Executives from leading technology and AI companies, including Anthropic, Google DeepMind, IBM, Meta, Microsoft, Nvidia, OpenAI and Tencent, were attending the conference. Also sending representatives were a number of civil society groups, among them Britain’s Ada Lovelace Institute and the Algorithmic Justice League, a nonprofit in Massachusetts.
In a surprise move, Sunak announced Monday that he would take part in a live interview with Musk on his social media platform X after the summit ends Thursday.
Some analysts argue that the conference will be heavier on symbolism than substance, with a number of key political leaders absent, including U.S. President Joe Biden, President Emmanuel Macron of France and Chancellor Olaf Scholz of Germany.
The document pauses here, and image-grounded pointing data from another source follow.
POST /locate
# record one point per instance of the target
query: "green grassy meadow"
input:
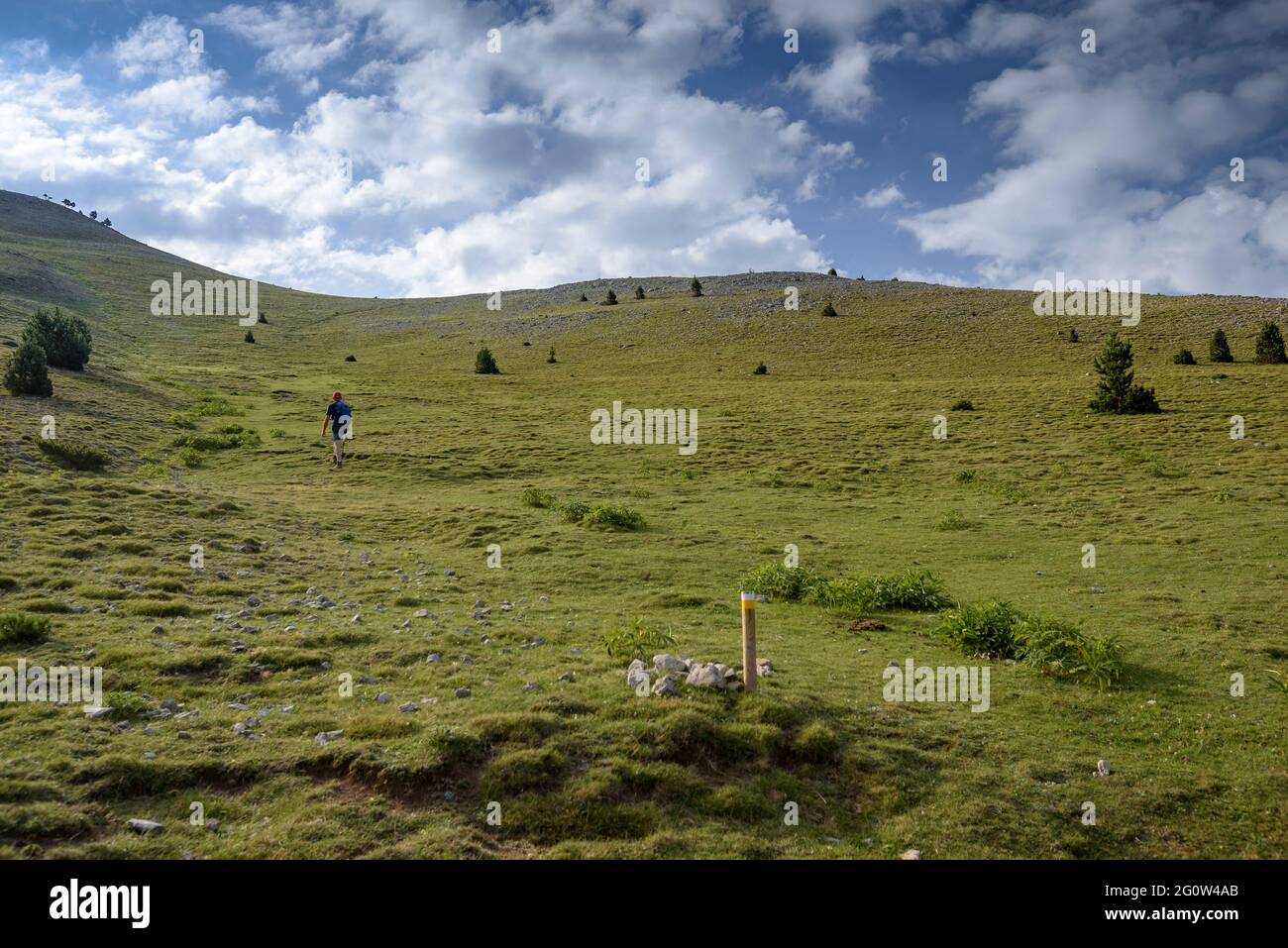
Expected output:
(829, 451)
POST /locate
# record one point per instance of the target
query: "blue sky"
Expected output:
(381, 147)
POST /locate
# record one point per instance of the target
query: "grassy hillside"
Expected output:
(829, 451)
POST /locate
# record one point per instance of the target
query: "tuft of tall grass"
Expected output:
(1000, 630)
(24, 630)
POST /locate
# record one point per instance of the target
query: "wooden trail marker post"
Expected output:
(748, 640)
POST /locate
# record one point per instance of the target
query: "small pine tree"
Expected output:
(65, 339)
(1270, 344)
(1219, 350)
(1116, 391)
(29, 371)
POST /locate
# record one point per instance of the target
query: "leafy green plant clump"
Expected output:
(1270, 344)
(536, 497)
(613, 515)
(20, 629)
(127, 706)
(219, 440)
(27, 372)
(782, 582)
(917, 590)
(1000, 630)
(78, 456)
(65, 339)
(639, 640)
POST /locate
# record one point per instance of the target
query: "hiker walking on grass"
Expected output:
(340, 416)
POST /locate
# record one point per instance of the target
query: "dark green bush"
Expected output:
(781, 582)
(77, 456)
(536, 497)
(29, 372)
(18, 629)
(65, 339)
(999, 630)
(1219, 350)
(613, 515)
(1270, 344)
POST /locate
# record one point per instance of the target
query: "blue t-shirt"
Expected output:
(335, 411)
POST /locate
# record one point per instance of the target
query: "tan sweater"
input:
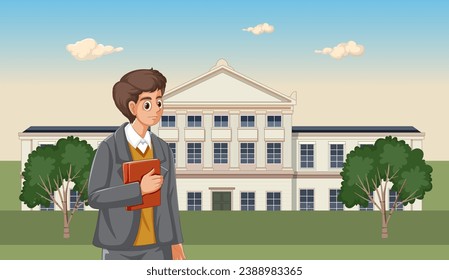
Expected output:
(146, 234)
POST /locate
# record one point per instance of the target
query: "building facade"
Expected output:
(237, 149)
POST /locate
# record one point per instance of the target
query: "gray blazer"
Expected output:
(116, 227)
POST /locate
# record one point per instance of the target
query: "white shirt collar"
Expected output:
(135, 140)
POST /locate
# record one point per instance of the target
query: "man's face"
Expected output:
(149, 108)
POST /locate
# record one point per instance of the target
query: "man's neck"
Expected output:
(140, 128)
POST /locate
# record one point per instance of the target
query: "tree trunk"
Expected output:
(66, 222)
(384, 228)
(66, 232)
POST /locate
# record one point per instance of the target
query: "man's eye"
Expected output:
(147, 106)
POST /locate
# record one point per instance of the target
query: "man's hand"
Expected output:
(151, 183)
(178, 252)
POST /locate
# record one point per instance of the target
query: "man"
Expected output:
(149, 233)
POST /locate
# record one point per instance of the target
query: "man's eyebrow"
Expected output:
(149, 98)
And many governments are moving forward with their own laws and regulations. Biden announced an executive order this week requiring AI companies to assess national security risks before releasing their technology to the public. The European Union’s AI Act, which could be finalised within weeks, represents a far-reaching attempt to protect citizens from harm. China is also cracking down on how AI is used, including censoring chatbots.
Britain, home to many universities where artificial intelligence research is being conducted, has taken a more hands-off approach. The government believes that existing laws and regulations are sufficient for now, while announcing a new AI Safety Institute that will evaluate and test new models.
Hogarth, whose team has negotiated early access to the models of several large AI companies to research their safety, said he believed that Britain could play an important role in figuring out how governments could “capture the benefits of these technologies as well as putting guardrails around them.”
In his speech last week, Sunak affirmed that Britain’s approach to the potential risks of the technology is “not to rush to regulate.”
“How can we write laws that make sense for something we don’t yet fully understand?” he said.